Investigation of isoflurane washout from the human body and brain provides more precise information about elimination in anesthesia. The elimination pattern of isoflurane remains poorly quantified, and therefore this study tried to clarify the pharmacokinetic pattern of isoflurane elimination. Sixteen patients (aged 48-78 years), undergoing coronary arterial bypass grafting surgery were enrolled in this study. Sixty minutes prior to the end of surgery, we kept a fixed 2% inspired isoflurane in 6,000 ml min(-1) oxygen flow. Isoflurane supplement was then discontinued to study the 20-min isoflurane elimination. An infrared analyzer was used to determine both inspired isoflurane and end-tidal isoflurane. The isoflurane concentration in the internal jugular bulb blood, arterial blood and pulmonary arterial blood were analyzed by gas chromatography. Biexponential decay function was the best fitted for the end-tidal isoflurane- and arterial blood isoflurane-time curves. There were two distinct components, including initial 5-min fast component and the next 15-min slow component. Monoexponential decay function was the best fitted for the pulmonary arterial blood- and jugular bulb blood-time curves. During elimination, the initial washout of isoflurane from functional residual capacity of lungs is reflected in the fast component of the isoflurane concentration time curves. The later slow component is dominated by the tangible manifestation of physiological membrane barriers, including the existence of alveoli-pulmonary capillary, blood-brain barriers.

Pharmacokinetics of isoflurane: uptake in the body.

We investigated the effect of the inspired isoflurane concentration (C(I)iso) on body uptake by comparing the isoflurane concentration in the pulmonary artery blood (PAiso) and that in the arterial blood (Aiso) in 16 patients undergoing coronary artery bypass grafting surgery during the 1st, hour of isoflurane anesthesia. The patients received standardized anesthetics consisting of fentanyl and thiopental and were then allocated to receive either 1% or 2% C(I)iso (n = 8 in each group). C(I)iso and end-tidal isoflurane concentration (C(E)iso) were measured by infrared analysis, and Aiso and PAiso were analyzed by gas chromatography. The cardiac output was measured by thermodilution by use of a pulmonary artery catheter. The body tissue could be represented by the gradient C(I)iso-C(E)iso or Aiso-PAiso over time, respectively. The 2% inspired isoflurane group had twice the gradients (either C(I)iso-C(E)iso or Aiso-PAiso) than the 1% inspired isoflurance group. Additionally, both C(I)iso-C(E)iso and Aiso-PAiso were nearly constant over the hour of the study. The inspired concentration-dependent and near-constant uptake of isoflurane over time has important implications which enable us to apply the uptake pattern of isoflurane to clinical practice.

Pharmacokinetics of isoflurane: uptake in the brain.

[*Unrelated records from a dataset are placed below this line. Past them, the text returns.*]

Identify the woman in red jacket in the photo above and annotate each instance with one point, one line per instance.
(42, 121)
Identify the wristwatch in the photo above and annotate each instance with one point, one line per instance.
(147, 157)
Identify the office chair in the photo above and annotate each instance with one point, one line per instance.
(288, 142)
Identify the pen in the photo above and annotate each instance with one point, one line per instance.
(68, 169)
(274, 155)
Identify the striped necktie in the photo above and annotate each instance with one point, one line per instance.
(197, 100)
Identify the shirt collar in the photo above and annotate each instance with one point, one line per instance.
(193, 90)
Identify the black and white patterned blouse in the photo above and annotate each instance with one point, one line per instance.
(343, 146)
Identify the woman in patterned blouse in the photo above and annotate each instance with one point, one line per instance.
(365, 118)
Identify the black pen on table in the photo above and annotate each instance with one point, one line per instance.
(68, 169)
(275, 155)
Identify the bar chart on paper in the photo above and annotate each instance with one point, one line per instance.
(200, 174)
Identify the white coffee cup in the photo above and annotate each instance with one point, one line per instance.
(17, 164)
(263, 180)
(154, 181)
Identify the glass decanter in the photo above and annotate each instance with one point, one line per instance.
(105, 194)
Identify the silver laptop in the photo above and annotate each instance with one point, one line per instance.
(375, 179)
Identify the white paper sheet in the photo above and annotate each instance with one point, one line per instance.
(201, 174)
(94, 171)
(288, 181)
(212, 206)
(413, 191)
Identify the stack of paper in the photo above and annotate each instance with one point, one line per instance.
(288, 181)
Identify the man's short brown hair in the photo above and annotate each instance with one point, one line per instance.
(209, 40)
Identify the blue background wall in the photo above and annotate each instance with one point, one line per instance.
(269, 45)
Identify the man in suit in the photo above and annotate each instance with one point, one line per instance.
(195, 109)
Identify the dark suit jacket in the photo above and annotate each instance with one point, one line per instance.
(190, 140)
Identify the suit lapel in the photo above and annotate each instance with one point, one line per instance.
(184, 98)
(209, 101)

We studied the effect of the inspired isoflurane concentration (C(I)iso) on the pharmacokinetics of isoflurane uptake in the brain by comparing the isoflurane concentration in internal jugular-bulb blood (Jiso) with that in arterial blood (Aiso), and analyzed this by gas chromatography. Sixteen patients (aged 43-76 years) undergoing colorectal surgery were enrolled, and anesthesia was maintained with a constant C(I)iso of either 1% (group 1, n = 8) or 2% (group 2, n = 8) during the 1st hour of isoflurane anesthesia. Under constant volume-controlled ventilation, we measured the C(I)iso and the end-tidal isoflurane concentration (C(E)iso) at the mouthpiece by infrared analysis. Our results demonstrate that it takes 40 min for the brain tissue concentration to equal Aiso for 1% C(I)iso, and 50 min for 2% C(I)iso. The Aiso (and/or Jiso) for 2% C(I)iso was approximately double when compared to that for 1% C(I)iso. Except during the initial wash-in period of the functional residual capacity in the first 3 min, the differences between C(I)iso and C(E)iso revealed that the body uptake of isoflurane for 2% C(I)iso was twice that for 1% C(I)iso. These results demonstrate that the pharmacokinetics of isoflurane uptake in the brain is time-dependent for Jiso to equal Aiso, and the midpoint between Aiso and Jiso (likely representing the isoflurane concentration in brain tissue) was dependent on C(I)iso.